Abstract

Abstract IDEAL (Improving the Experience of Dementia and Enhancing Active Life) is a British-based cohort study that commenced in 2014 and recruited 1545 people with dementia and 1277 carers, following them for 3 waves at yearly intervals. IDEAL-2 continued to follow those who remained in the study for a further 3 waves and incorporated 205 additional participants as part of an enrichment cohort.
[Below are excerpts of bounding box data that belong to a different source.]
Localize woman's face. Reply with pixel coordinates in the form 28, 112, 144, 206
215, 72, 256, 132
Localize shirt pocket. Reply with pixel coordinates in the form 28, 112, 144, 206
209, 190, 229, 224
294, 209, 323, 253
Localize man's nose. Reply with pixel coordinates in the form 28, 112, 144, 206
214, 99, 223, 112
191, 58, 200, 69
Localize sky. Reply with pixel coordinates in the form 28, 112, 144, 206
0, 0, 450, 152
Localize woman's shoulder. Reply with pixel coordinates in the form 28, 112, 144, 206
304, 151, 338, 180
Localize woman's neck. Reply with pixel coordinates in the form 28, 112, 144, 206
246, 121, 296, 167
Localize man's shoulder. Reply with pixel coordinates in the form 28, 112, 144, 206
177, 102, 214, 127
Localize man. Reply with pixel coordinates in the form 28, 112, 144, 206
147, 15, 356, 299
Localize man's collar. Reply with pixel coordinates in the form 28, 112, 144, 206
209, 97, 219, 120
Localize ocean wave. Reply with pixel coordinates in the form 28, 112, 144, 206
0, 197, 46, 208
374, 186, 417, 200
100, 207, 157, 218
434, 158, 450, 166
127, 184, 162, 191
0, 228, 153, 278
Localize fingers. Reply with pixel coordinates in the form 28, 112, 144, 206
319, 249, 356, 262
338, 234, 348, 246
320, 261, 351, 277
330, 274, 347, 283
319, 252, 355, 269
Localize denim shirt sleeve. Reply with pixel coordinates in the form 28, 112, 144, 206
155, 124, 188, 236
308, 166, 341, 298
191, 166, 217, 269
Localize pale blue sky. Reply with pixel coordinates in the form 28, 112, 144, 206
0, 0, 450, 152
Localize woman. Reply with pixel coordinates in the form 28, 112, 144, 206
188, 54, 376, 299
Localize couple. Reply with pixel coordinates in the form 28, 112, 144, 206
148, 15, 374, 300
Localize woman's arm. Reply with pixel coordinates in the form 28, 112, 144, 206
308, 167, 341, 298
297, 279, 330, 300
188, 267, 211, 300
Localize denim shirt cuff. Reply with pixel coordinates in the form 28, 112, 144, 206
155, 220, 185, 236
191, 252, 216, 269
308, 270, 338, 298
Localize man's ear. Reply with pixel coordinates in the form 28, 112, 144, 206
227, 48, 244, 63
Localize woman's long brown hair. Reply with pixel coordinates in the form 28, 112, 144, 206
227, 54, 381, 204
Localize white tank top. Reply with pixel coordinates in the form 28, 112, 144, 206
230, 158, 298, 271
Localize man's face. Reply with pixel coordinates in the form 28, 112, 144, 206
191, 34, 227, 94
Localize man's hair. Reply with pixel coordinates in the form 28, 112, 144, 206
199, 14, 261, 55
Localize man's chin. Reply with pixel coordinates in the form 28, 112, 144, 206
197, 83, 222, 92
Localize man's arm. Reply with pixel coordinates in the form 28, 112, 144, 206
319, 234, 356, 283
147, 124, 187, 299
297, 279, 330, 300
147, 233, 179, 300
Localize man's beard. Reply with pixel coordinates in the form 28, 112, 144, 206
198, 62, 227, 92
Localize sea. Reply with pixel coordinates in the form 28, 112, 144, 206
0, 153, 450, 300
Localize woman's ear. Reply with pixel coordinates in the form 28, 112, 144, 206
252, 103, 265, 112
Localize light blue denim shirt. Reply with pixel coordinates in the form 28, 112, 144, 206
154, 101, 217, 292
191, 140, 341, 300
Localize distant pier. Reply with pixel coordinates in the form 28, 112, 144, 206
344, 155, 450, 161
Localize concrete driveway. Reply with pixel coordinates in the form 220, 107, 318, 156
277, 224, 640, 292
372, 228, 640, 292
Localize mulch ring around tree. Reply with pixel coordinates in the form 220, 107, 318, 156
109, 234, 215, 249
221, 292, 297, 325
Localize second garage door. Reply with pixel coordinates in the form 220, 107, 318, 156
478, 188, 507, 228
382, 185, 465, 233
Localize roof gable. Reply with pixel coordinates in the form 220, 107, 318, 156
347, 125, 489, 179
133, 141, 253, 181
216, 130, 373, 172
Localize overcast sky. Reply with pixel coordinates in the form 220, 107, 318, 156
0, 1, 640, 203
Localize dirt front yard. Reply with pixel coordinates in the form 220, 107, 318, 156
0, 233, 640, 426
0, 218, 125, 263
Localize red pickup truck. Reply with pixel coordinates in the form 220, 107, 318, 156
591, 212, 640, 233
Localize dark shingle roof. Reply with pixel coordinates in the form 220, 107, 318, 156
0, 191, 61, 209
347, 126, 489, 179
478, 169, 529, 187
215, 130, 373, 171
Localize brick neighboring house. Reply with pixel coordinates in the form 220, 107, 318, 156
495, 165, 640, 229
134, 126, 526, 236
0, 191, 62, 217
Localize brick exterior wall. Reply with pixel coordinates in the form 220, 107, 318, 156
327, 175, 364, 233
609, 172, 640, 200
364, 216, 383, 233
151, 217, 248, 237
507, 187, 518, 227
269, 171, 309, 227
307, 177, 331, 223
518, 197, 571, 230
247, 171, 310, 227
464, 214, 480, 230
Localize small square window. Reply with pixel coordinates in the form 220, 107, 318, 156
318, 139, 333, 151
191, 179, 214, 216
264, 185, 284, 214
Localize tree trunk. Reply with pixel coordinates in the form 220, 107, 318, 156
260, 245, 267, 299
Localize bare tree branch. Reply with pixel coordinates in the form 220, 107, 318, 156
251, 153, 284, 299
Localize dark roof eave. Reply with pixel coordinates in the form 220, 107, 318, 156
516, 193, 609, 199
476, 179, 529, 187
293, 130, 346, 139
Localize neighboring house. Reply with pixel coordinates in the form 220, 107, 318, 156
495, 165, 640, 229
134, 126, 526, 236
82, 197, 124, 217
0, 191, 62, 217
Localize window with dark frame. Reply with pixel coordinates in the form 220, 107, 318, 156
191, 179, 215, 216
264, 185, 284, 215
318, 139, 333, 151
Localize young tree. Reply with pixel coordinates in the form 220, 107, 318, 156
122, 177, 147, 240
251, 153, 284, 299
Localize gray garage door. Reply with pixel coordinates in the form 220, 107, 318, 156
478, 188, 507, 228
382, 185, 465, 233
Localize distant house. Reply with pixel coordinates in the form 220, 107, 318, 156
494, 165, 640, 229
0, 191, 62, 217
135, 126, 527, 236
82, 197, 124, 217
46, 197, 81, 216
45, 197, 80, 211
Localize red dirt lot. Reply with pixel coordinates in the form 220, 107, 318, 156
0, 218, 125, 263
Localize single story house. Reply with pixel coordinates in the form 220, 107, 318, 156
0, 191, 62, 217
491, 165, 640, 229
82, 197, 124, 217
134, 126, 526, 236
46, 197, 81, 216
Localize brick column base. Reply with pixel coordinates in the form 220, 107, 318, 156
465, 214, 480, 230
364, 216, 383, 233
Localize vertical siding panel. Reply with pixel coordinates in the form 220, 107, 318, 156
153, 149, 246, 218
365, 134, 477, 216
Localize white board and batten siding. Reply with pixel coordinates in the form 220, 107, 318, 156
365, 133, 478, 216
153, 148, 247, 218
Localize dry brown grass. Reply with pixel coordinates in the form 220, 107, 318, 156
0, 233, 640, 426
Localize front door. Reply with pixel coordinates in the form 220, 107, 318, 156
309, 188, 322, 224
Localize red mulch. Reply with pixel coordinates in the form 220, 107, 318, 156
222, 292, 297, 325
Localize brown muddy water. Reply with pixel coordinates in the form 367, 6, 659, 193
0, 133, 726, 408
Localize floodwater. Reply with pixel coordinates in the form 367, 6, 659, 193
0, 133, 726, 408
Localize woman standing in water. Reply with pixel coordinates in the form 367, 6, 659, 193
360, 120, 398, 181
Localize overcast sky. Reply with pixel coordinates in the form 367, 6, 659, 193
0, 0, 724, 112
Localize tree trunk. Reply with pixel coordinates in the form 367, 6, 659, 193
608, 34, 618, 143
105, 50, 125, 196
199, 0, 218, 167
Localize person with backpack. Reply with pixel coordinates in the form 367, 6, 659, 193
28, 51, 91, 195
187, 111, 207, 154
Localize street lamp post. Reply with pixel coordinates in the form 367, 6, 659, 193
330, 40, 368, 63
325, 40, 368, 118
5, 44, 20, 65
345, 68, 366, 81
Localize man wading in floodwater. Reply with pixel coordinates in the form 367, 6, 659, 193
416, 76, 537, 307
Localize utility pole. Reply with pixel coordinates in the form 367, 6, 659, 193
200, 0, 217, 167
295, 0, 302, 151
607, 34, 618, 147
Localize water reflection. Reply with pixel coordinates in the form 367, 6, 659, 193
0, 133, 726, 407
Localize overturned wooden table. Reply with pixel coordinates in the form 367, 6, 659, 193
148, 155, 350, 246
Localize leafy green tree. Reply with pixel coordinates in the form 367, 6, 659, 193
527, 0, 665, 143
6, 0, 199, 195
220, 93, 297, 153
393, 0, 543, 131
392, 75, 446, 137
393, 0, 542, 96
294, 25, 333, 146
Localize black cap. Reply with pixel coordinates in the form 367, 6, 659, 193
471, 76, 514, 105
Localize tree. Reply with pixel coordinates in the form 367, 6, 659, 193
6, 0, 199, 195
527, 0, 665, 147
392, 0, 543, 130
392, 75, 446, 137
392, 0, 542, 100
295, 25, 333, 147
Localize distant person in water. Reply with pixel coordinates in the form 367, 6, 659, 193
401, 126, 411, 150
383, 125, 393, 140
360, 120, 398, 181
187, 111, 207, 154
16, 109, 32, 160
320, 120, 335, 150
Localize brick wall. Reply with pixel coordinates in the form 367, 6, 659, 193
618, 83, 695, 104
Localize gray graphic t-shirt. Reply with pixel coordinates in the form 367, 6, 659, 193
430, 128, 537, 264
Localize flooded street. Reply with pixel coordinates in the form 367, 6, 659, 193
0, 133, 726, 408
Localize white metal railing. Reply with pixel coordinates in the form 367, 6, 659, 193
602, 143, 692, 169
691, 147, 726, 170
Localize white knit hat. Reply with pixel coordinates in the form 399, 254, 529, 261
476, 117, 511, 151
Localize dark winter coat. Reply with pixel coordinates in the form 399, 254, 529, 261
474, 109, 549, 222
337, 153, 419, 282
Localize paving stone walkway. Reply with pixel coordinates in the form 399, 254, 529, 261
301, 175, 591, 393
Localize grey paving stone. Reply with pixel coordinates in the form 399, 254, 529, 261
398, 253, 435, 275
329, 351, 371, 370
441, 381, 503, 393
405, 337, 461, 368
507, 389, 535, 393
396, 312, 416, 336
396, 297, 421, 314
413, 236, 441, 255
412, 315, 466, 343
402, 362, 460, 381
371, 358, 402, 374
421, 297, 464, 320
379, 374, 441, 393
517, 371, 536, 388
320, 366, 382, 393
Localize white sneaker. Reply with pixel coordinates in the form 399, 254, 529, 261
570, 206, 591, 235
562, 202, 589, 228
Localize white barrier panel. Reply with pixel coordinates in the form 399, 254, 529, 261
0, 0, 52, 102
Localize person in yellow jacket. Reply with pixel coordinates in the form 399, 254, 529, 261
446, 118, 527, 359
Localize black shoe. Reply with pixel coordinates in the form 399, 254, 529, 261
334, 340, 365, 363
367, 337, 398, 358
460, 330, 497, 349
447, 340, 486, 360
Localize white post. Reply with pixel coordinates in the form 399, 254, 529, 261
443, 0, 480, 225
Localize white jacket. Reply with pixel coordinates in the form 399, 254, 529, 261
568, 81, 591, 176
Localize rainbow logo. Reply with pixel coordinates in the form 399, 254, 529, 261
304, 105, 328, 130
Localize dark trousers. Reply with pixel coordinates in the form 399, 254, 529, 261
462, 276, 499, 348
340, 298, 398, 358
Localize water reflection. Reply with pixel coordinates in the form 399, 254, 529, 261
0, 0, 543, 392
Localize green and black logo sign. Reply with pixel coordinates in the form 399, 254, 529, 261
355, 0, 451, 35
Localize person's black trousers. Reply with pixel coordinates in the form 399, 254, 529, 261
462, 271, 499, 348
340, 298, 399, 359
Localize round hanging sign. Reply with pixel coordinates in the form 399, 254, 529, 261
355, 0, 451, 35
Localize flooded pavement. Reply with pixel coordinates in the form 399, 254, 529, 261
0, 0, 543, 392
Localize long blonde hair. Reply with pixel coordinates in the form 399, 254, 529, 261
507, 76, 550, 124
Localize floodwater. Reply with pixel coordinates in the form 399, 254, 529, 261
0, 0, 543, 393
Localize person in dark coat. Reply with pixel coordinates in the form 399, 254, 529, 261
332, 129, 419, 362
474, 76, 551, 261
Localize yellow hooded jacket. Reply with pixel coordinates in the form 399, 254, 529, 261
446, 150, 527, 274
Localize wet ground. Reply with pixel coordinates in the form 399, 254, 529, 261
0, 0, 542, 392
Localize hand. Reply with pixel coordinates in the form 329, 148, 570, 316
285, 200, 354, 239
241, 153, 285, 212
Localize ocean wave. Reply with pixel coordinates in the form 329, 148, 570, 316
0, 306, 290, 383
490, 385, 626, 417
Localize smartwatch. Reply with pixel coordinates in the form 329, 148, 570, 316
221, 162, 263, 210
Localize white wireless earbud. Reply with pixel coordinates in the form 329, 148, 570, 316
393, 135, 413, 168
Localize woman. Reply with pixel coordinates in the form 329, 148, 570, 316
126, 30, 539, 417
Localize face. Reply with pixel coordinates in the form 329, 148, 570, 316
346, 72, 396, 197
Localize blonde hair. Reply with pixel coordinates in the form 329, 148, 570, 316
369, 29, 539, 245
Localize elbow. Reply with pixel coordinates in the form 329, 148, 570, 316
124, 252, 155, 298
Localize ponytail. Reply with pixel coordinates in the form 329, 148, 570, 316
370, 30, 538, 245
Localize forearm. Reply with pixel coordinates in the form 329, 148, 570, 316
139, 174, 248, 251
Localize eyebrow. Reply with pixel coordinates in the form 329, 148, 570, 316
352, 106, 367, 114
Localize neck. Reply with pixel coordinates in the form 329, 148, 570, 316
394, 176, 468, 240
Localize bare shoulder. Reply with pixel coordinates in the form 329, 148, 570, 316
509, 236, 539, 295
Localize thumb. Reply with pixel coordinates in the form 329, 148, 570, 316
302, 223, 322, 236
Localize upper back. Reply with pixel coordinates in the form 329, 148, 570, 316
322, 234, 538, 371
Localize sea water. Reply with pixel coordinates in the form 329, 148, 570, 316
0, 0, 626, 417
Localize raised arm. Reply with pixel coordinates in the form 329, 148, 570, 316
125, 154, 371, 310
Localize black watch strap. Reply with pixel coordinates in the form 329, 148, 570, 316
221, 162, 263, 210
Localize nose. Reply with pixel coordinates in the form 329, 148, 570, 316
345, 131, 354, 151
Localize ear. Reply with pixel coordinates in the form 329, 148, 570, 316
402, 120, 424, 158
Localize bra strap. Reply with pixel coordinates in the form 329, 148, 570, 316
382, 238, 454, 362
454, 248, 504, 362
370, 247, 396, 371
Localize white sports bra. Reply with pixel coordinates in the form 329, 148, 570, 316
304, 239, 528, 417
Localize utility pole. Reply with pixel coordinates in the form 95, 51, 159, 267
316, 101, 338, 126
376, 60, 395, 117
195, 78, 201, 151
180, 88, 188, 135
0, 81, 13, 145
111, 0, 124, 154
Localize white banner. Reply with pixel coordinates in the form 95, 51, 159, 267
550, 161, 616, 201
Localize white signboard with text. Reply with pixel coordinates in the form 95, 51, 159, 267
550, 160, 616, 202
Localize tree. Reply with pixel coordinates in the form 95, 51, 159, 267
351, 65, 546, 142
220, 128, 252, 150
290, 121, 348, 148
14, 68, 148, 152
A key research and policy goal is to understand the factors that promote or inhibit ‘living well’ for people with dementia and their carers, defined as the best achievable state of physical, mental and social health. In this symposium we examine how living well outcomes vary longitudinally and with social (minority ethnic status) factors. Two papers focus on quality of life of people with dementia longitudinally. Our first paper shows that for most study participants quality of life scores remained stable. For those with declining quality of life key associated factors include demographic characteristics, cognition, and psychological health including depression. Our second paper has a clinical dimension and demonstrates that, beyond the point of diagnosis, quality of life does not vary according to dementia subtype. Our third paper focuses on social health using social isolation as our measure. Isolation increased over time and was higher in carers than people with dementia. Our final paper demonstrates that, compared with their white British counterparts, minority ethnic carers report higher stress and role captivity and lower relationship quality while people with dementia have lower quality of life and higher loneliness.